NZX milk futures point to further declines in prices

A slump in the price of whole milk powder, New Zealand’s key dairy export, is likely to continue according to traders who are pricing in further declines on the NZX futures market.

The price for whole milk powder dropped 13.1 percent to an average US$1,848 a tonne at the latest GlobalDairyTrade auction overnight on Wednesday as many of the monthly contracts failed to attract sufficient bids for a winning price to be published. Continued weakness in dairy prices is being driven by increased supply from New Zealand, Australia, Europe and the US amid lacklustre demand in China and an import ban in Russia.

The prospect of already weak milk prices falling further will put more pressure on an already stretched dairy sector, which last month prompted the Reserve Bank to embark on cutting interest rates. Traders are pricing in an outside chance governor Graeme Wheeler will slice 50 basis points from the official cash rate when he reviews it next week.

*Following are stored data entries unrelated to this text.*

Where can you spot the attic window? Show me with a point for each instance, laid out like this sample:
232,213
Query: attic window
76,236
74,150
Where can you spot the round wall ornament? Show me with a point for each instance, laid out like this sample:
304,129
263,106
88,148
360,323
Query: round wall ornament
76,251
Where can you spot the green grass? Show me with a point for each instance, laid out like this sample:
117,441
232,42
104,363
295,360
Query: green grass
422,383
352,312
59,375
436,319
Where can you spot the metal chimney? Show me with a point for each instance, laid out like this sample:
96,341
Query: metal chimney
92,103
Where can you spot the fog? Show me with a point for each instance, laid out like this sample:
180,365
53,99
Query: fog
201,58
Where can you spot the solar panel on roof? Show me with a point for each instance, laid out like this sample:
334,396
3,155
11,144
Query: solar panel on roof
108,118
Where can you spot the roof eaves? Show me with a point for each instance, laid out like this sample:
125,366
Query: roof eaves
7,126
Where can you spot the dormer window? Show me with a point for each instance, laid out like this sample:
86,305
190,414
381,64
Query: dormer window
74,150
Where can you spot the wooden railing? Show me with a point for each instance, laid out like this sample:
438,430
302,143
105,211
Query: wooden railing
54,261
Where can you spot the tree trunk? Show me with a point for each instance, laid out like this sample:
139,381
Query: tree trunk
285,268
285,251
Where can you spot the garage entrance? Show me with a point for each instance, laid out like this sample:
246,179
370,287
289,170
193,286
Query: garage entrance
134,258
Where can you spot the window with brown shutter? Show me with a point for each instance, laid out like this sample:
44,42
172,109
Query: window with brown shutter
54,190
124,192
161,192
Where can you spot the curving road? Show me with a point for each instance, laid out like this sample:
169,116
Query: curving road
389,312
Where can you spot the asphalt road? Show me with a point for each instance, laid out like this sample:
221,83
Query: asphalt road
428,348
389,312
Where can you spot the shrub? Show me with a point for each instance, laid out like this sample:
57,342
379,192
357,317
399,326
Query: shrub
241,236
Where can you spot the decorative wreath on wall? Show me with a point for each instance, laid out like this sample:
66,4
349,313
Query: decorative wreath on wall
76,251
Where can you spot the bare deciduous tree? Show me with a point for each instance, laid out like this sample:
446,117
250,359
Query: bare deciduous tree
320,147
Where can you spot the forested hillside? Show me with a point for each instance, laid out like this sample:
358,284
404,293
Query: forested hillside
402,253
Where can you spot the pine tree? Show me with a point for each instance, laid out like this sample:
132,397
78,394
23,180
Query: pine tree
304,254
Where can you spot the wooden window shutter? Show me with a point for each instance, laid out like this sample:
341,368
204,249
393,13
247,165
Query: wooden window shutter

In trading today, the NZX whole milk powder futures contract for August dropped US$50 to US$1,550 a tonne, while the September contract slipped US$40 to US$1,585 a tonne, and the October contract declined US$40 to US$1,635 a tonne. Analysts said the contracts were trading at a discount to their equivalent levels on the GlobalDairyTrade, implying prices will fall.

“Futures prices have now moved to be trading at a discount to the physical market with traders now predicting further falls in prices over the coming months,” Michael Peters, a dealer at OMF said in a note. “Traders continue to price in substantial declines in dairy prices with production numbers in dairy being up in many regions around the world.

“Auction volumes are set to considerably increase over the next three months and given some volume yesterday may have gone unsold. As prices did not clear reserve prices, it is hard to be bullish on the dairy front at the moment.”

Weak dairy prices have prompted analysts to pull back their expectations for Fonterra Cooperative Group’s payout to farmers this season, with most now expecting this year’s payout will be below last year’s, which is likely to put pressure on farm incomes and see debt levels rise.

Expectations for Fonterra’s 2015/16 payout range from $3.75 per kilogram of milk solids to $5/kgMS. All but one of the five estimates in a BusinessDesk survey are now below Fonterra’s $4.40/kgMS payout for the 2014/15 season, just ended.

Dairy NZ estimates $5.70/kgMS is the industry average breakeven point for most farmers.

Auckland-based Fonterra has forecast a $5.25/kgMS payout for the current 2015/16 season, but that is based on prices heading back towards US$3,500 a tonne in the coming year. Fonterra’s next opportunity to review its milk price forecast is at its Aug. 7 board meeting.

The next GlobalDairyTrade auction is on Aug. 4 in the US.